Richie Hawtin will perform under his F.U.S.E. moniker, for only the second time in his 30-year-plus history
IRCAM (the Institute for Research and Coordination in Acoustics/Music) Parisian concert season Electro-Odyssée this year invites world-renowned electronic musician Richie Hawtin to perform under his F.U.S.E. moniker, for only the second time in his 30-year plus history. The performance will feature entirely new original ambient and improvised material.
Now occupying a uniquely iconic position and exploratory route to electronic music composition and an exciting re-evaluation of what a modern composer can be the pioneering electronic musician will explore techno’s early relationship with minimalist pioneer Steve Reich.

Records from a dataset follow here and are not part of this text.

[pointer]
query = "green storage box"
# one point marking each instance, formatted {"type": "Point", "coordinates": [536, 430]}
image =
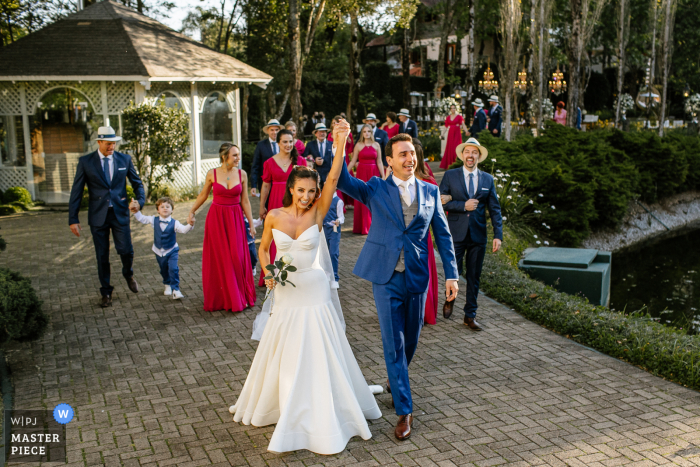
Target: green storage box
{"type": "Point", "coordinates": [572, 270]}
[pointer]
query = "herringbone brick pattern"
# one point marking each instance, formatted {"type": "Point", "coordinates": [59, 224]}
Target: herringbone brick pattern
{"type": "Point", "coordinates": [151, 379]}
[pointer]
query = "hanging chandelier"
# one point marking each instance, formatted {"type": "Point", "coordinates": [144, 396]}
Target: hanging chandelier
{"type": "Point", "coordinates": [557, 85]}
{"type": "Point", "coordinates": [521, 83]}
{"type": "Point", "coordinates": [488, 85]}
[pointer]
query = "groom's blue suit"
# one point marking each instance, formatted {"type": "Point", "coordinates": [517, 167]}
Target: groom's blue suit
{"type": "Point", "coordinates": [399, 296]}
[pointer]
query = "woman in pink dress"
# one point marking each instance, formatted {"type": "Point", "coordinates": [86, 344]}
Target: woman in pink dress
{"type": "Point", "coordinates": [391, 127]}
{"type": "Point", "coordinates": [368, 158]}
{"type": "Point", "coordinates": [454, 124]}
{"type": "Point", "coordinates": [227, 275]}
{"type": "Point", "coordinates": [291, 126]}
{"type": "Point", "coordinates": [560, 114]}
{"type": "Point", "coordinates": [276, 171]}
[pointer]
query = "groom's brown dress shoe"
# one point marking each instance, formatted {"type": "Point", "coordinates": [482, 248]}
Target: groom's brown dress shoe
{"type": "Point", "coordinates": [471, 324]}
{"type": "Point", "coordinates": [447, 309]}
{"type": "Point", "coordinates": [133, 286]}
{"type": "Point", "coordinates": [403, 427]}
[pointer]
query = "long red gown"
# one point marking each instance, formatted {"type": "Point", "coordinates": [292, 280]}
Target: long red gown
{"type": "Point", "coordinates": [227, 277]}
{"type": "Point", "coordinates": [431, 299]}
{"type": "Point", "coordinates": [366, 169]}
{"type": "Point", "coordinates": [273, 174]}
{"type": "Point", "coordinates": [454, 139]}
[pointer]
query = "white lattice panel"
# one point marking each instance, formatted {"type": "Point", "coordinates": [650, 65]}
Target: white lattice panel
{"type": "Point", "coordinates": [12, 176]}
{"type": "Point", "coordinates": [9, 99]}
{"type": "Point", "coordinates": [91, 89]}
{"type": "Point", "coordinates": [119, 95]}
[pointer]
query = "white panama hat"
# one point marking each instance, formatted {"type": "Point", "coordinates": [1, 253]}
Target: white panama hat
{"type": "Point", "coordinates": [107, 133]}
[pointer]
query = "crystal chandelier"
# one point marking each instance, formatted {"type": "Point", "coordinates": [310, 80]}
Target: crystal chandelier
{"type": "Point", "coordinates": [488, 85]}
{"type": "Point", "coordinates": [557, 85]}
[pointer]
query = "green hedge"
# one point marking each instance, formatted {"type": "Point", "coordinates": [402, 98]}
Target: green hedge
{"type": "Point", "coordinates": [590, 177]}
{"type": "Point", "coordinates": [661, 350]}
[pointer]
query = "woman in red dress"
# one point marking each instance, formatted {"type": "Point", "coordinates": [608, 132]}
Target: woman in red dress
{"type": "Point", "coordinates": [390, 126]}
{"type": "Point", "coordinates": [454, 124]}
{"type": "Point", "coordinates": [368, 158]}
{"type": "Point", "coordinates": [227, 276]}
{"type": "Point", "coordinates": [276, 171]}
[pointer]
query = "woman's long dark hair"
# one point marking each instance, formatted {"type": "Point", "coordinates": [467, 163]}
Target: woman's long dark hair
{"type": "Point", "coordinates": [299, 172]}
{"type": "Point", "coordinates": [294, 154]}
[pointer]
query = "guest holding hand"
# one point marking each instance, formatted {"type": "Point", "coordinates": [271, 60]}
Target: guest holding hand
{"type": "Point", "coordinates": [227, 276]}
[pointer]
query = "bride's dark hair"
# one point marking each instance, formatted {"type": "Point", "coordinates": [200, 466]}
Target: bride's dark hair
{"type": "Point", "coordinates": [299, 172]}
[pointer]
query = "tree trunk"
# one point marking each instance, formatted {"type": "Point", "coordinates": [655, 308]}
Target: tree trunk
{"type": "Point", "coordinates": [406, 69]}
{"type": "Point", "coordinates": [295, 67]}
{"type": "Point", "coordinates": [354, 71]}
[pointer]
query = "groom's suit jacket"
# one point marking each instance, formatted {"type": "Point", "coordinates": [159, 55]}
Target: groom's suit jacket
{"type": "Point", "coordinates": [91, 173]}
{"type": "Point", "coordinates": [388, 234]}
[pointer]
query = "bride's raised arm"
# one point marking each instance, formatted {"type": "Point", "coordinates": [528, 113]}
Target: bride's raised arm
{"type": "Point", "coordinates": [341, 130]}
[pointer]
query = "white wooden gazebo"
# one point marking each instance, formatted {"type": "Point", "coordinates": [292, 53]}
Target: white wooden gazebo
{"type": "Point", "coordinates": [60, 83]}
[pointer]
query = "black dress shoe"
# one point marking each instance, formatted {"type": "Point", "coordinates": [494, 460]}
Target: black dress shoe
{"type": "Point", "coordinates": [106, 301]}
{"type": "Point", "coordinates": [447, 309]}
{"type": "Point", "coordinates": [133, 286]}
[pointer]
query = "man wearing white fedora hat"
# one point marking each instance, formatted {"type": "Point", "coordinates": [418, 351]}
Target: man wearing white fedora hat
{"type": "Point", "coordinates": [380, 136]}
{"type": "Point", "coordinates": [495, 116]}
{"type": "Point", "coordinates": [105, 172]}
{"type": "Point", "coordinates": [479, 122]}
{"type": "Point", "coordinates": [465, 193]}
{"type": "Point", "coordinates": [266, 148]}
{"type": "Point", "coordinates": [408, 126]}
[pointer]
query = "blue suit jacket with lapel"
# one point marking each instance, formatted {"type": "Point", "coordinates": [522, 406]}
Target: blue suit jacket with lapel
{"type": "Point", "coordinates": [263, 151]}
{"type": "Point", "coordinates": [473, 223]}
{"type": "Point", "coordinates": [91, 173]}
{"type": "Point", "coordinates": [410, 128]}
{"type": "Point", "coordinates": [313, 150]}
{"type": "Point", "coordinates": [388, 234]}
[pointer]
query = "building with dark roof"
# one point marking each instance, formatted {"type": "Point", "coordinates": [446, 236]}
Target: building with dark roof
{"type": "Point", "coordinates": [58, 84]}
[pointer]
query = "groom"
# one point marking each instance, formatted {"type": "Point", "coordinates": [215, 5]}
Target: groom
{"type": "Point", "coordinates": [395, 259]}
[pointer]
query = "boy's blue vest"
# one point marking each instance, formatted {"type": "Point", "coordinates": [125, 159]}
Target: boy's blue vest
{"type": "Point", "coordinates": [164, 239]}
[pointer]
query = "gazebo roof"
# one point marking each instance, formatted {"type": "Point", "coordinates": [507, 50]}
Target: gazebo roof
{"type": "Point", "coordinates": [109, 41]}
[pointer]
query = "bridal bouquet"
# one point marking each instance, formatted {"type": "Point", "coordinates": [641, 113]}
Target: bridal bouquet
{"type": "Point", "coordinates": [283, 267]}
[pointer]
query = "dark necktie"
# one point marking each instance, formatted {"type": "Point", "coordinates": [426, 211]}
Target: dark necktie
{"type": "Point", "coordinates": [105, 166]}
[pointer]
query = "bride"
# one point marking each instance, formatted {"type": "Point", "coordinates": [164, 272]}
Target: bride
{"type": "Point", "coordinates": [304, 376]}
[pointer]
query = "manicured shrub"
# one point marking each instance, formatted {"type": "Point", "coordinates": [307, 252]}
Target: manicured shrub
{"type": "Point", "coordinates": [17, 193]}
{"type": "Point", "coordinates": [21, 316]}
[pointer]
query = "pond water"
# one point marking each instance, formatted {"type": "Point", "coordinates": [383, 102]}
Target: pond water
{"type": "Point", "coordinates": [661, 275]}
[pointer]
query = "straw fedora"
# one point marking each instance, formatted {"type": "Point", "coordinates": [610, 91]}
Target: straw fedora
{"type": "Point", "coordinates": [472, 142]}
{"type": "Point", "coordinates": [273, 122]}
{"type": "Point", "coordinates": [107, 133]}
{"type": "Point", "coordinates": [320, 127]}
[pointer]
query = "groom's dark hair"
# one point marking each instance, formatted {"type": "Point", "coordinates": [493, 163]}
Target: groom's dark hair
{"type": "Point", "coordinates": [396, 139]}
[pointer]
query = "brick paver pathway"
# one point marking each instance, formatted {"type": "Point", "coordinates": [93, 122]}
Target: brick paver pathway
{"type": "Point", "coordinates": [151, 379]}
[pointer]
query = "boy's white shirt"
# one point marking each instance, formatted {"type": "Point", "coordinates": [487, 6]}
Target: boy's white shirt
{"type": "Point", "coordinates": [179, 228]}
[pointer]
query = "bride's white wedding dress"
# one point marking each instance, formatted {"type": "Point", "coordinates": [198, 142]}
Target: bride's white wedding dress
{"type": "Point", "coordinates": [304, 376]}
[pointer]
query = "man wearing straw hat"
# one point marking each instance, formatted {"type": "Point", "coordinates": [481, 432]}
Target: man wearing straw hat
{"type": "Point", "coordinates": [465, 193]}
{"type": "Point", "coordinates": [408, 126]}
{"type": "Point", "coordinates": [479, 122]}
{"type": "Point", "coordinates": [105, 172]}
{"type": "Point", "coordinates": [266, 148]}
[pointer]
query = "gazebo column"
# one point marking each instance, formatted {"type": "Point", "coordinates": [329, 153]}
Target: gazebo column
{"type": "Point", "coordinates": [27, 140]}
{"type": "Point", "coordinates": [196, 139]}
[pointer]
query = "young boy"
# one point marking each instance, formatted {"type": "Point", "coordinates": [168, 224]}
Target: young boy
{"type": "Point", "coordinates": [164, 245]}
{"type": "Point", "coordinates": [331, 229]}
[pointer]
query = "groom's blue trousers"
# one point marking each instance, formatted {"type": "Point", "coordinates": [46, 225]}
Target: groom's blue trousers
{"type": "Point", "coordinates": [401, 316]}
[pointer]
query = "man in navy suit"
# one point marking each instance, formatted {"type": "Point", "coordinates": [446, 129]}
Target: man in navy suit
{"type": "Point", "coordinates": [380, 135]}
{"type": "Point", "coordinates": [465, 192]}
{"type": "Point", "coordinates": [408, 126]}
{"type": "Point", "coordinates": [105, 172]}
{"type": "Point", "coordinates": [320, 151]}
{"type": "Point", "coordinates": [394, 259]}
{"type": "Point", "coordinates": [265, 149]}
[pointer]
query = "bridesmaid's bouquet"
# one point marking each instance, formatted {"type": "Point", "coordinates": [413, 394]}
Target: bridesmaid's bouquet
{"type": "Point", "coordinates": [283, 267]}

Richie Hawtin states: “The FUSE Live project is an exploration into live ambient repetitions, creating soundscapes that are both hypnotic and consuming. In the tradition of Steve Reich, the performance uses a reduced set of sounds and parameters, focusing on varying loop points for progressions and movement. The shows unfold in real-time, created for the moment, while within the moment”

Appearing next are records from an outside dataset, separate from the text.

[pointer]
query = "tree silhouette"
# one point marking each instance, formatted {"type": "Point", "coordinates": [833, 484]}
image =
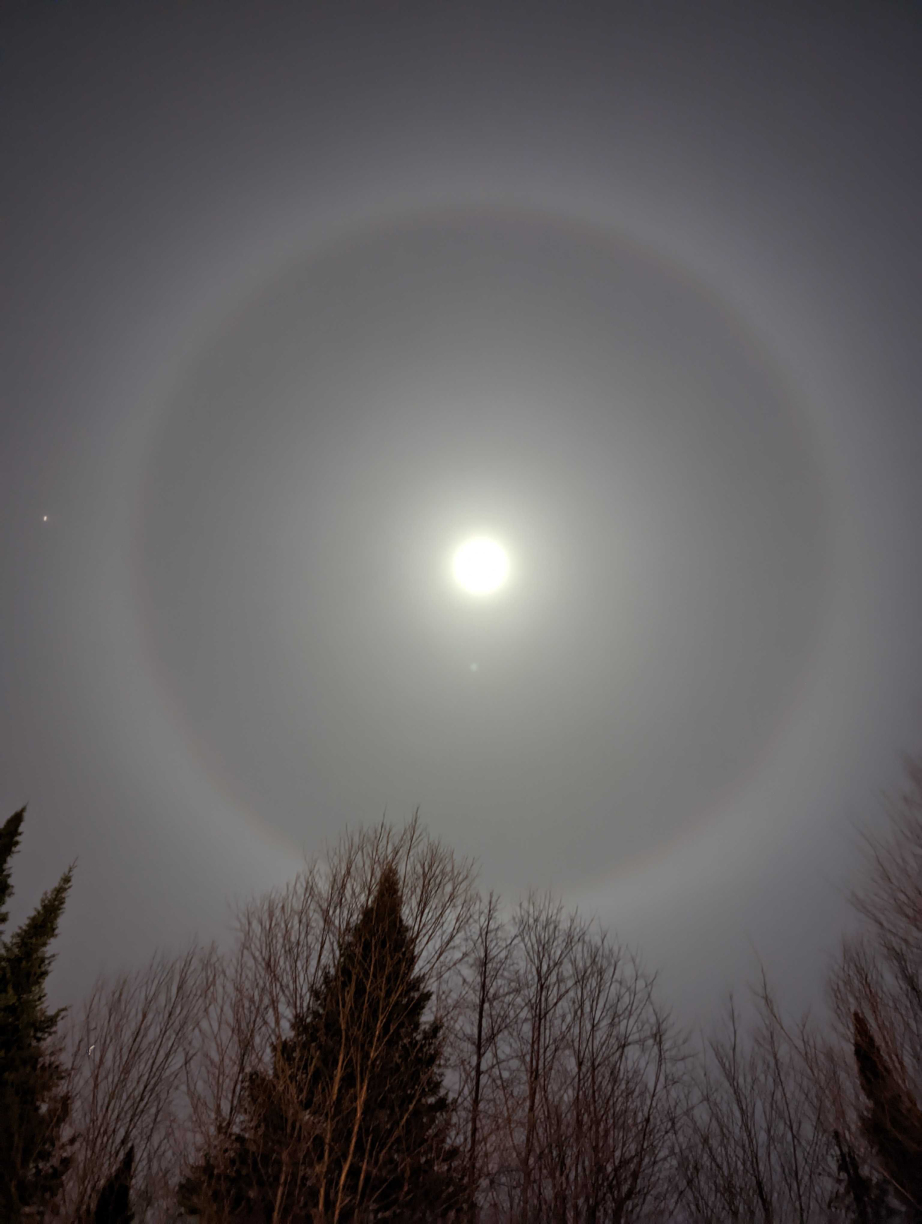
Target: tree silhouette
{"type": "Point", "coordinates": [114, 1202]}
{"type": "Point", "coordinates": [352, 1120]}
{"type": "Point", "coordinates": [893, 1124]}
{"type": "Point", "coordinates": [33, 1104]}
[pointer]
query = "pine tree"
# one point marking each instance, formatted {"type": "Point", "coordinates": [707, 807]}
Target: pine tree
{"type": "Point", "coordinates": [114, 1202]}
{"type": "Point", "coordinates": [893, 1124]}
{"type": "Point", "coordinates": [350, 1123]}
{"type": "Point", "coordinates": [33, 1104]}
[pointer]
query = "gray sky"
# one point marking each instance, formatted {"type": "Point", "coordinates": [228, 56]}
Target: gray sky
{"type": "Point", "coordinates": [298, 296]}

Combining an international performance festival with the multidisciplinary academy anchored in the original concept of pairing scientists and artists together; IRCAM is one of the world’s largest public research centres dedicated to both musical expression and scientific research.
Electro-Odyssée exists to broaden the expressive power of electronic music. A sonic odyssey for contemporary and experimental music. In the unique Parisian concert location of IRCAM artistic sensibilities collide with scientific and technological innovation around its three principal activities — creation, research, and transmission.

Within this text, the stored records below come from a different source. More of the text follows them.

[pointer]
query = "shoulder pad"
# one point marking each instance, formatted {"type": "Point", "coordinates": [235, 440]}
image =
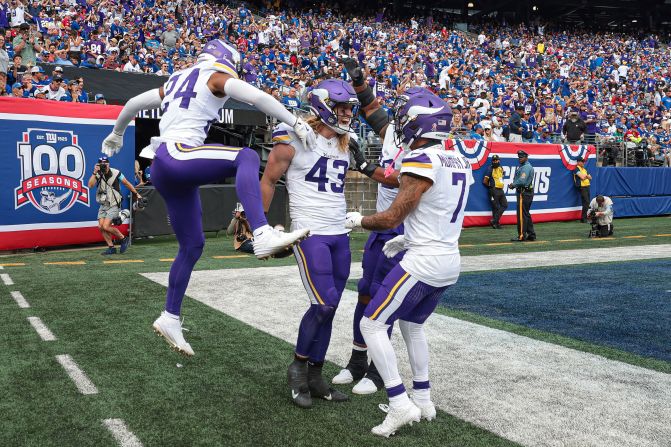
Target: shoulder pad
{"type": "Point", "coordinates": [283, 133]}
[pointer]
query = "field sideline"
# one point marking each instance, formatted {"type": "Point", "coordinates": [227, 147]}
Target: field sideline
{"type": "Point", "coordinates": [233, 391]}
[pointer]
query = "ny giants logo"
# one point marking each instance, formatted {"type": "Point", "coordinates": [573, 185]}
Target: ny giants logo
{"type": "Point", "coordinates": [52, 171]}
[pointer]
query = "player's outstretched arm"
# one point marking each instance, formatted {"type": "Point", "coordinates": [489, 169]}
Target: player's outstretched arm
{"type": "Point", "coordinates": [144, 101]}
{"type": "Point", "coordinates": [223, 84]}
{"type": "Point", "coordinates": [278, 163]}
{"type": "Point", "coordinates": [408, 197]}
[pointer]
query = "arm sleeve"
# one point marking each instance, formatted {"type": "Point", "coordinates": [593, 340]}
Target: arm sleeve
{"type": "Point", "coordinates": [147, 100]}
{"type": "Point", "coordinates": [244, 92]}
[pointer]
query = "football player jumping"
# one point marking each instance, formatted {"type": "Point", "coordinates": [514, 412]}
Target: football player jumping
{"type": "Point", "coordinates": [315, 179]}
{"type": "Point", "coordinates": [375, 264]}
{"type": "Point", "coordinates": [190, 102]}
{"type": "Point", "coordinates": [433, 192]}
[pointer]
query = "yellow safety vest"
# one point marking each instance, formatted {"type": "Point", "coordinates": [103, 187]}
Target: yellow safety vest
{"type": "Point", "coordinates": [582, 170]}
{"type": "Point", "coordinates": [497, 175]}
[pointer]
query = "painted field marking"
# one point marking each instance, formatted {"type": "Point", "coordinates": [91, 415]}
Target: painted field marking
{"type": "Point", "coordinates": [123, 436]}
{"type": "Point", "coordinates": [20, 300]}
{"type": "Point", "coordinates": [66, 263]}
{"type": "Point", "coordinates": [124, 261]}
{"type": "Point", "coordinates": [41, 329]}
{"type": "Point", "coordinates": [6, 279]}
{"type": "Point", "coordinates": [82, 382]}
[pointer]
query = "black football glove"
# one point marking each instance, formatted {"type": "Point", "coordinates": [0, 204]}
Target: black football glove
{"type": "Point", "coordinates": [360, 162]}
{"type": "Point", "coordinates": [354, 71]}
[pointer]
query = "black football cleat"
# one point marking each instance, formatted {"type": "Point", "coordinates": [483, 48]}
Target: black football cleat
{"type": "Point", "coordinates": [297, 376]}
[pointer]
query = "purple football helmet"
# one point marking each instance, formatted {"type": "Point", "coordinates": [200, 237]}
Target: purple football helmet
{"type": "Point", "coordinates": [424, 115]}
{"type": "Point", "coordinates": [219, 51]}
{"type": "Point", "coordinates": [325, 97]}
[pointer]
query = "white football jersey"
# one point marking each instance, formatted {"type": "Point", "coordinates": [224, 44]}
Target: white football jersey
{"type": "Point", "coordinates": [387, 194]}
{"type": "Point", "coordinates": [189, 107]}
{"type": "Point", "coordinates": [316, 183]}
{"type": "Point", "coordinates": [432, 230]}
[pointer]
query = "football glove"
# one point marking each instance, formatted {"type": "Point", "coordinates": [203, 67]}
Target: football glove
{"type": "Point", "coordinates": [112, 144]}
{"type": "Point", "coordinates": [353, 220]}
{"type": "Point", "coordinates": [305, 133]}
{"type": "Point", "coordinates": [394, 246]}
{"type": "Point", "coordinates": [354, 71]}
{"type": "Point", "coordinates": [360, 162]}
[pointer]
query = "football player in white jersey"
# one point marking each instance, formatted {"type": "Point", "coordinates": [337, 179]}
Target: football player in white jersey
{"type": "Point", "coordinates": [375, 264]}
{"type": "Point", "coordinates": [315, 179]}
{"type": "Point", "coordinates": [430, 202]}
{"type": "Point", "coordinates": [190, 101]}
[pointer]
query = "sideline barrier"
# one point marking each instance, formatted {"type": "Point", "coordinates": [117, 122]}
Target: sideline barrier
{"type": "Point", "coordinates": [555, 196]}
{"type": "Point", "coordinates": [48, 152]}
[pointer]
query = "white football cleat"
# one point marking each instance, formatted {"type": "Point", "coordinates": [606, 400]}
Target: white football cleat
{"type": "Point", "coordinates": [343, 377]}
{"type": "Point", "coordinates": [365, 386]}
{"type": "Point", "coordinates": [397, 418]}
{"type": "Point", "coordinates": [428, 409]}
{"type": "Point", "coordinates": [269, 241]}
{"type": "Point", "coordinates": [171, 329]}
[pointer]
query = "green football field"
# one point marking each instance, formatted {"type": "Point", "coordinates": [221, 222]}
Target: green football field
{"type": "Point", "coordinates": [233, 392]}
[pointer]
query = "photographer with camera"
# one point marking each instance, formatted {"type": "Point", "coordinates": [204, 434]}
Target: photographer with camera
{"type": "Point", "coordinates": [108, 195]}
{"type": "Point", "coordinates": [239, 227]}
{"type": "Point", "coordinates": [600, 216]}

Long called “the most original musical thinker of our time” (The New Yorker) and “among the great composers of the century” (The New York Times), Steve Reich’s most groundbreaking and definitive works rose through the 1960s and 1970s suggestively laying the foundational inspiration for a new electronic genre movement in Detroit in the early 1990’s.
Was minimal techno inspired by Steve Reich?
Steve Reich and Richie Hawtin’s parallel paths are noteworthy groundbreaking and precise on both technical and artistic levels, each bold masterful ambassador for their music’s forward-looking potential, Regardless of the technology used; Richie Hawtin’s visionary process of probing the ways we experience the boundaries of electronic music remains consistent – pushing musical eco-systems, emerging technologies, and artistic performances that shift the centre of composition away from complexity unlocking a new language of brutal simplicity.
British-born, Canadian-raised, Richie Hawtin rose to fame in the emergence and boom of techno music in the early 1990s, cutting his teeth in the scene’s Detroit clubs and warehouse parties, having been instrumental in the emergence of minimal techno, and his recordings and iconic albums as Plastikman and F.U.S.E. In 2023, he marked thirty years since his debut album as Plastikman (‘Sheet One’) was released on Mute Records and “changed the landscape of electronic music forever”. It was also the same year, 1993, that the experimental electronic F.U.S.E. album ‘Dimension Intrusion’ was released on the pioneering electronic label Warp Records.